Why they do it: This is a frustrating age for kids; they have the vocabulary to express themselves but when something is bugging them they can't always spit out the words fast enough or with sufficient detail to get their point across. So when your preschooler doesn't want to share a toy but can't articuate that before it's snatched away, he may resort to hitting.
How to deal: If your child bops his pal over the head when he takes his Lightning McQueen car away from him, let him know that hitting is not okay and teach him how to use his words to fix the problem. "It's empowering for kids to learn how to negotiate for themselves," says Dr. Berman. Say, "It looks like you weren't done with your race. How about asking Peter if you can have the car back?" Some kids this age will still resort to biting when they're unable to cope verbally.

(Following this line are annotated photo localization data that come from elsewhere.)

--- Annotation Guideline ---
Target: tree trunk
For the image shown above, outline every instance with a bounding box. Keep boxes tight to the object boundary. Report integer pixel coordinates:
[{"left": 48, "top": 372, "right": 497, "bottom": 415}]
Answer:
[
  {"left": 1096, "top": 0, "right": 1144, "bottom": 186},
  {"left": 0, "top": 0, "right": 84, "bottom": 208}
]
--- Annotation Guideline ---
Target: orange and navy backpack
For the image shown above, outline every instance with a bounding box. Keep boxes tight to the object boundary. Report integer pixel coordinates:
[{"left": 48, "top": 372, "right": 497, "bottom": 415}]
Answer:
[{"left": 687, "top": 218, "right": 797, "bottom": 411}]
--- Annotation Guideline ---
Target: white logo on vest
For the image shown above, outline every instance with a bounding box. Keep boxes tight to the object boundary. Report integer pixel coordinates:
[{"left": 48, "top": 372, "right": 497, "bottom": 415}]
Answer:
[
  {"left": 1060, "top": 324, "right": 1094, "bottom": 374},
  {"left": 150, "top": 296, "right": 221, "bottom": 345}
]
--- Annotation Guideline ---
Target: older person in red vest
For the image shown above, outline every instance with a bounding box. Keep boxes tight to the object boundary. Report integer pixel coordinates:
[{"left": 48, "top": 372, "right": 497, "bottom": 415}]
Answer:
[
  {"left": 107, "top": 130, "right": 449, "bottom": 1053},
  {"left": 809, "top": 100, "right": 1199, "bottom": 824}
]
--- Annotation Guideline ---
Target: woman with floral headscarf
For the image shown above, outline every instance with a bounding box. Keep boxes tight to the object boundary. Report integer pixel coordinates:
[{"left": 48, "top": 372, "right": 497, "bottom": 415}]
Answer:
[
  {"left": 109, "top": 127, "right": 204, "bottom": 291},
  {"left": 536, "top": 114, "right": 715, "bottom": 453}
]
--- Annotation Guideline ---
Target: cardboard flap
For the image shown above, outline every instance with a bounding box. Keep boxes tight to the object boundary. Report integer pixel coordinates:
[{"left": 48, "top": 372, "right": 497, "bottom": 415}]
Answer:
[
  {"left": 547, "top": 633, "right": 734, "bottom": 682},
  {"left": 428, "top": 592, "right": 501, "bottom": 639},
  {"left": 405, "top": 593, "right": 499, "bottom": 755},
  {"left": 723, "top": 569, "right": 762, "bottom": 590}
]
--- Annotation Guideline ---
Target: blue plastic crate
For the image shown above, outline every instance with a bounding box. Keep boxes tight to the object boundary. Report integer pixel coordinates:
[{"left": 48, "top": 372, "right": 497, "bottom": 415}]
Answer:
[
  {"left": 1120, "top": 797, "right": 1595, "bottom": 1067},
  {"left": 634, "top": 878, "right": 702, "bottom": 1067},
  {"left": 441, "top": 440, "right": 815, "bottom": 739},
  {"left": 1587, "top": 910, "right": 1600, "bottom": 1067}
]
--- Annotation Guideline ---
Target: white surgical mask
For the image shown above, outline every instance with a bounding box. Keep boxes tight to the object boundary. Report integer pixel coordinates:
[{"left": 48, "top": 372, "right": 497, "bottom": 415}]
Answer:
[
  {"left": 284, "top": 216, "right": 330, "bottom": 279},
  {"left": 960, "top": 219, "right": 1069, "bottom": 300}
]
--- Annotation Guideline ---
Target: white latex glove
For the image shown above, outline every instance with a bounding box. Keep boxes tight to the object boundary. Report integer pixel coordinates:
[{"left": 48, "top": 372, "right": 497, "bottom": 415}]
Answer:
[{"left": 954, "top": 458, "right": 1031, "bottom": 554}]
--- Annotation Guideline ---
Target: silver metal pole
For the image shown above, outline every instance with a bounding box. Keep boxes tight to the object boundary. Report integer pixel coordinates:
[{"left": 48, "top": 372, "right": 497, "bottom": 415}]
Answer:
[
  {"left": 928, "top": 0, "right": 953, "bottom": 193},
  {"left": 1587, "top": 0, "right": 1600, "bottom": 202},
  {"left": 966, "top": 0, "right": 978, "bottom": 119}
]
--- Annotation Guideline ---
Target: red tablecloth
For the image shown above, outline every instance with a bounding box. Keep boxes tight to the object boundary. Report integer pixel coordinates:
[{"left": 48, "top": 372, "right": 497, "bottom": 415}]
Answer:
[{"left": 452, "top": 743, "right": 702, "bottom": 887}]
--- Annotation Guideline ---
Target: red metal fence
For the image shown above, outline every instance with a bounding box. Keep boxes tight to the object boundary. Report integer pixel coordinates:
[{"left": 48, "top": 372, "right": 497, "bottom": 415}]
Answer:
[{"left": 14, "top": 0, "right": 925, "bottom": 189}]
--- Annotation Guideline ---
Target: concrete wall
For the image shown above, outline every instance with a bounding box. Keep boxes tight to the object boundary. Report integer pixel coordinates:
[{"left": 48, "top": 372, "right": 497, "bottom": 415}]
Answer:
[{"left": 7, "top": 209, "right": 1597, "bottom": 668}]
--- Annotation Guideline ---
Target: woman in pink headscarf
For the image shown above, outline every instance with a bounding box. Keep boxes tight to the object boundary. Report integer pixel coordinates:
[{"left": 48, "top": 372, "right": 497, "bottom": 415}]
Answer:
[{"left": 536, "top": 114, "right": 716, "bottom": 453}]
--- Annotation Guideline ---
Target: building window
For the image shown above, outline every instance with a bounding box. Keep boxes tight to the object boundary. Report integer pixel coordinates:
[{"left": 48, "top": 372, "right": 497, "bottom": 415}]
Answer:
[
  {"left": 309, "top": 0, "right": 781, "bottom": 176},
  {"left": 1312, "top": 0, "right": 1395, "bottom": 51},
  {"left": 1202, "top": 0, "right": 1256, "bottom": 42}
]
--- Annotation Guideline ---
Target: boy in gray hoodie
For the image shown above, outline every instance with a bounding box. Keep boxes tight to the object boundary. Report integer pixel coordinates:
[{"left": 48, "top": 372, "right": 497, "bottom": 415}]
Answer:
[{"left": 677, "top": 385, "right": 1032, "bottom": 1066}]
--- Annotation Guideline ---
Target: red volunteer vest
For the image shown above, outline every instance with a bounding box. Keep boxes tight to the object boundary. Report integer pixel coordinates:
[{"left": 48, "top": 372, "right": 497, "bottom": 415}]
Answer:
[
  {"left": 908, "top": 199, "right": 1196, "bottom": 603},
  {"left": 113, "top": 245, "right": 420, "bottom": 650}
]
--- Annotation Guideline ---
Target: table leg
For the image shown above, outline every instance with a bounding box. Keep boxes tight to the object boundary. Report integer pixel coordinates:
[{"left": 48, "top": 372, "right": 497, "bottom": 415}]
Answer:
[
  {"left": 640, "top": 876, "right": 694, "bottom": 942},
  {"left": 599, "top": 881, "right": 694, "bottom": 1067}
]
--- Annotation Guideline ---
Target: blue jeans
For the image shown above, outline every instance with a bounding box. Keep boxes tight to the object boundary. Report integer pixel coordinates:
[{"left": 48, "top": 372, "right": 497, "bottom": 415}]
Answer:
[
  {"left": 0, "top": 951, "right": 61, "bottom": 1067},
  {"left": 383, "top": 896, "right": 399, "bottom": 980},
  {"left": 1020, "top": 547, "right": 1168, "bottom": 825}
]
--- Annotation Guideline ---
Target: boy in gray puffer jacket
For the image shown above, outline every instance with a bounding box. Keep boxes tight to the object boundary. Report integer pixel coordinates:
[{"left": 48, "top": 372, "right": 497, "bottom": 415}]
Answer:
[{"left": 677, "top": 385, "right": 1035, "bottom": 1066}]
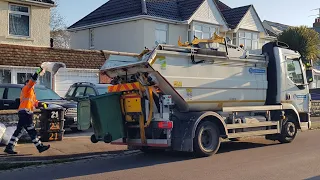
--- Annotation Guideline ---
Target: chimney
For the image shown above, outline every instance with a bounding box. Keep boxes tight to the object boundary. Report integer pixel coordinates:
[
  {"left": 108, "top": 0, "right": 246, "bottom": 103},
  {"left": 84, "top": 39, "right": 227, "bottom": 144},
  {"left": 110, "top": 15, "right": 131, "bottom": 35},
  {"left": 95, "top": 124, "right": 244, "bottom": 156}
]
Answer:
[
  {"left": 141, "top": 0, "right": 147, "bottom": 14},
  {"left": 313, "top": 8, "right": 320, "bottom": 28}
]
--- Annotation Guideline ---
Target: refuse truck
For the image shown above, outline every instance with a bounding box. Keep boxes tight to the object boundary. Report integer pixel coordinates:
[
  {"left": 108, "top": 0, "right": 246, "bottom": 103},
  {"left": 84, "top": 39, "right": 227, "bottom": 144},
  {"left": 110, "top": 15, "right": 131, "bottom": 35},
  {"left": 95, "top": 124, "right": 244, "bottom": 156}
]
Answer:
[{"left": 78, "top": 34, "right": 313, "bottom": 157}]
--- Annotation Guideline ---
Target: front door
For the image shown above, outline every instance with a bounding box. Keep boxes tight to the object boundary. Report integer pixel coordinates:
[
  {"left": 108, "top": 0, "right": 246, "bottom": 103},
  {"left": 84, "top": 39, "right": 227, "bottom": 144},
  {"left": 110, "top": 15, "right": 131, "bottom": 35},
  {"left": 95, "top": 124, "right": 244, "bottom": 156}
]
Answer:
[{"left": 284, "top": 56, "right": 309, "bottom": 113}]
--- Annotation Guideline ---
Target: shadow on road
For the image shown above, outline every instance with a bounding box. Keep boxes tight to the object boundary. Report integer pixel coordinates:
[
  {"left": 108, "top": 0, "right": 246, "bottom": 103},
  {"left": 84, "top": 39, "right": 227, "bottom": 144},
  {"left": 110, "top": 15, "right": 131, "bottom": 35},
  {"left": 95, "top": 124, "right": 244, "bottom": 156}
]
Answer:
[
  {"left": 305, "top": 176, "right": 320, "bottom": 180},
  {"left": 0, "top": 150, "right": 127, "bottom": 162},
  {"left": 0, "top": 140, "right": 282, "bottom": 180},
  {"left": 218, "top": 140, "right": 279, "bottom": 154}
]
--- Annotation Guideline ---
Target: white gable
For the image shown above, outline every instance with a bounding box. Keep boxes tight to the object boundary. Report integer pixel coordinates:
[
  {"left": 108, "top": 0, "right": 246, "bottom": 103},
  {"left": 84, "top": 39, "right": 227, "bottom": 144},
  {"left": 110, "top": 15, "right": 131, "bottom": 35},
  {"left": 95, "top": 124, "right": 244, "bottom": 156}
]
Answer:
[
  {"left": 238, "top": 7, "right": 265, "bottom": 33},
  {"left": 189, "top": 0, "right": 228, "bottom": 30}
]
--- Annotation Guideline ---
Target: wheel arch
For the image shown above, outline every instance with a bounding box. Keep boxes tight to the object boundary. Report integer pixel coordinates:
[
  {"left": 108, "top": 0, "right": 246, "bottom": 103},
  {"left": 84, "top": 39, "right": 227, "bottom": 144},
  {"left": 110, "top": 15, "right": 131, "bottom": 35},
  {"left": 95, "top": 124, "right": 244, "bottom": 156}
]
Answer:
[
  {"left": 192, "top": 112, "right": 228, "bottom": 139},
  {"left": 281, "top": 103, "right": 301, "bottom": 129}
]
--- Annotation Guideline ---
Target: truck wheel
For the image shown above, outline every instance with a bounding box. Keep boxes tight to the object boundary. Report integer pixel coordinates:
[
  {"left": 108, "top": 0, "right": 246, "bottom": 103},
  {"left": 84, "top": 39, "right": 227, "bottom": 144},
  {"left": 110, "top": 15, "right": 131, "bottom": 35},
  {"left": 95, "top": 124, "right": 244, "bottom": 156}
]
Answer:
[
  {"left": 278, "top": 116, "right": 298, "bottom": 144},
  {"left": 194, "top": 121, "right": 221, "bottom": 157}
]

If you have a snapper, use the same strategy to help him chill out on the chomping.
Why they do it: Preschoolers want to be in charge, and they also have a strong sense of how they like things to be. Sometimes your child may be making demands to see what she can get away with, and other times she just wants to let you know that you put her toothbrush away on the wrong shelf.
How to deal: There's a fine line when it comes to bossiness; you want to respect your child's wants and needs without becoming her puppet. If she tells you that only Daddy can pour her cereal, and your husband is nearby, it won't hurt to let her get her way. But if she orders you to give her another cookie, don't give in to her demands. Stop the sass by explaining that extra Oreos are only doled out if they are asked for politely. And if she insists on being snarky? Move on. Eventually the lessons will sink in, but for now you've got to pick your battles.